Arduino UNO Q Elf Detector Series - Part 3: Voice-Controlled Christmas Tree

Welcome back to our Arduino UNO Q Elf Detector Series! Last night, my worst fear came true ‐ I pulled out the Christmas decorations, and half the ornaments were gone. Vanished! Replaced by empty hooks and a faint smell of peppermint.

The Elves struck again. I can’t trust physical decorations anymore—they are too easy to pilfer. But do you know what you can't steal? Pixels.

In Part 2: LED Matrix, we mastered hardware control; now it's time to give our hardware a brain. We are abandoning physical ornaments for a voice-controlled virtual Christmas tree running entirely on-device. If I can't have a real tree, I will have a digital one that obeys my every command.

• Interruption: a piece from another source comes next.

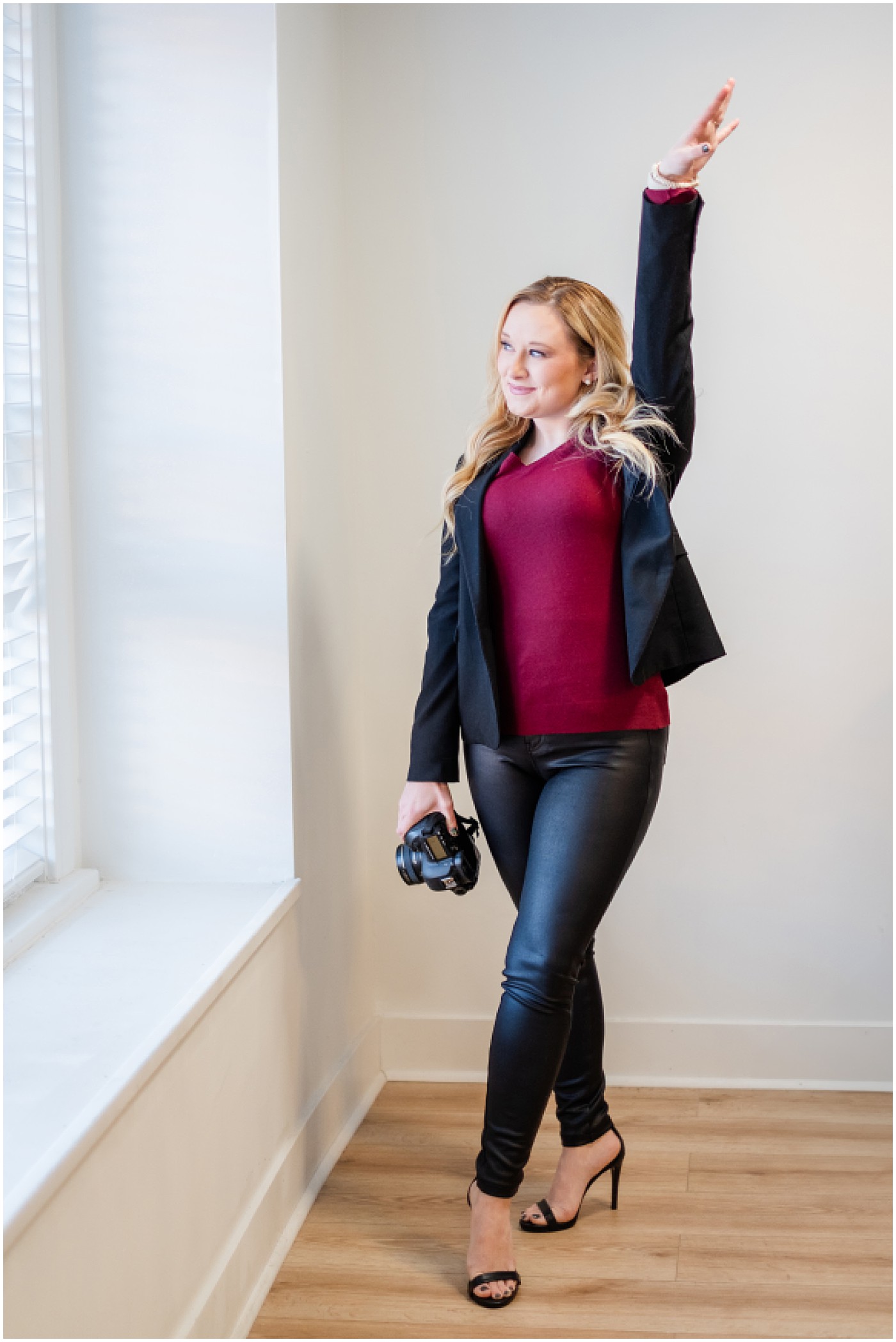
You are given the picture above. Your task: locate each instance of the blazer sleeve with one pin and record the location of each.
(662, 364)
(435, 737)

"O Christmas Tree, O [virtual] Christmas Tree…”

In this entry in the series, we will build a voice-controlled virtual Christmas tree which uses Edge Impulse's audio classification model to recognize voice commands. Fortunately, there will be no carolling necessary! Our application will work based on a simple trigger word ‐ “select” from here; name the color you’d like to see, and the tree will update. This is all processed locally on the Arduino UNO Q without any cloud connectivity!

Prerequisites

Before proceeding, you should have completed Part 1 and Part 2.

An Arduino UNO Q powered and connected to the internet.
A FoundriesFactory™ Account with a created Factory.
The fioup daemon running and managing updates automatically.
Git configured with your Factory repository cloned.
A microphone connected to the Arduino UNO Q (ALSA audio device).
The arduino-matrix-webui application successfully removed (as shown at the end of Part 2).

This project represents a significant leap from our previous applications ‐ we're now running machine learning inference directly on the device's Linux core.

The Arduino UNO Q's Qualcomm Dragonwing**™** (MPU) is powerful enough to run Edge Impulse's optimized audio classification models in real-time. This means we can process voice commands locally, without sending audio to cloud services.

The Application Architecture

Microphone (ALSA): Captures audio at 16kHz sample rate.
Edge Impulse SDK (MPU): Runs audio classification model at ~10Hz.
Flask Server (MPU): Manages application state and serves the web interface.
Browser UI: Displays animated Christmas tree and status updates via Server-Sent Events

What's different from our previous applications?

No MCU involvement: Everything runs on the Linux core.
No Bridge communication: Pure MPU-side processing.
Real-time AI inference: Voice recognition happens in milliseconds.

Step 1: Understanding the AI Model

Before we deploy, let's look at the brain of our operation. The application recognizes six specific voice commands:

select (Activates the listening window)
blue, green, purple, red, yellow (Changes the tree color)

BYOM ‐ Build Your Own Model

Important: The audio classification model file (deployment.eim) used in this example cannot be redistributed in the public repository. You must provide your own model file for this application to build.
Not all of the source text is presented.